Clinical Trial Details
— Status: Completed
Administrative data
NCT number |
NCT04778267 |
Other study ID # |
MD-342-2020 |
Secondary ID |
|
Status |
Completed |
Phase |
Phase 4
|
First received |
|
Last updated |
|
Start date |
March 12, 2021 |
Est. completion date |
March 10, 2023 |
Study information
Verified date |
March 2023 |
Source |
Kasr El Aini Hospital |
Contact |
n/a |
Is FDA regulated |
No |
Health authority |
|
Study type |
Interventional
|
Clinical Trial Summary
Erector spinae plane block (ESPB) is a new evolving fascial pain block in the era of regional
anaesthesia. ESPB was applied in varieties of surgeries and provided an eminent role in
trauma patient especially those with fracture ribs. ESPB exhibits simple, safe and easy
technique with minimal or no sympathetic blockade effects, thus gaining popularity in wide
range of surgeries. The optimum effective dose of local anaesthetic, the effective volume of
drug used for desired dermatomes. Comparison with different regional blocks is preferable to
know the optimum analgesic technique for those population of patients (4). Many studies have
already compared solo ESPB with thoracic epidural analgesia (TEA), thoracic paravertebral
block (TPVB), serratus anterior plane block (SAPB) and pectoral nerves block. Only few case
reports described the combination effect of rhomboid intercostal, transversus thoracic muscle
and parasternal plane blocks to ESPB in modified radical mastectomy.
Description:
patients scheduled for modified radical mastectomy and axillary dissection under general
anesthesia (GA) will be included in the study. The patients will be randomly allocated by a
computer-generated table into one of the two study groups.Thoracic paravertebral block group
(TPV group) and combined erector spinae and pecto-intercostal fascial plane blocks group
(ES-PI group).
0.25% bupivacaine and 1 mg dexamethasone will be injected with different volumes in each
block.
The first time to ask for rescue analgesia post-operatively will be measured. Using MedCalc
Software version 14 (MedCalc Software bvba, Ostend, Belgium), 24 patients (12 patients per
group) were calculated for a relative difference of 10% (0.635 hours) in the time to first
analgesic request between both groups, with a study power of 95% and an alpha error of 0.05.

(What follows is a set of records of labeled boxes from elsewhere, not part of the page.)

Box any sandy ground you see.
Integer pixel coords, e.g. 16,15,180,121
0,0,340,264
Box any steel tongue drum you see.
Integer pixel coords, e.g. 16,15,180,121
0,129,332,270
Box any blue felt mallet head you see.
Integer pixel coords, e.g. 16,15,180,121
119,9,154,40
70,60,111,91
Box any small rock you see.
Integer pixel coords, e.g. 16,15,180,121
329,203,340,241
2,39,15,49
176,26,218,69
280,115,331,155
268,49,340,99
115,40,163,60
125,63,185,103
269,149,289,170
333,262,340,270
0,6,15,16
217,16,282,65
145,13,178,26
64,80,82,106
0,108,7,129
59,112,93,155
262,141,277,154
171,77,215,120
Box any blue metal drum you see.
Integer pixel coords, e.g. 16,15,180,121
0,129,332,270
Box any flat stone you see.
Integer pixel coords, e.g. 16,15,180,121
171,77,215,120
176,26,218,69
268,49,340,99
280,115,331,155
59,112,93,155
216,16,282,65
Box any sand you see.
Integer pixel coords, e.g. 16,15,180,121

This number will be increased to 30 patients (15 patients per group) to compensate for
possible dropouts.
Analysis of data will be performed using the Statistical Package for Social Science (SPSS)
software, version 21 for Microsoft Windows (SPSS Inc., Chicago, iL, USA). Categorical data
will be reported as numbers and percentages and will be analyzed using the chi-squared test.
Continuous data will be checked for normality using the Kolmogorov-Smirnov test. Normally
distributed data will be presented as means (standard deviations) and will be analyzed using
the unpaired student t-test. Skewed data will be expressed as medians(quartiles) and will be
analyzed using the Mann Whitney U test. For repeated measures, a two-way repeated measures
ANOVA will be used to evaluate block (between-groups factor) and time (repeated measures)".
Post-hoc pairwise comparison will be performed using the Bonferroni test. A P value of 0.05
or less will be considered significant.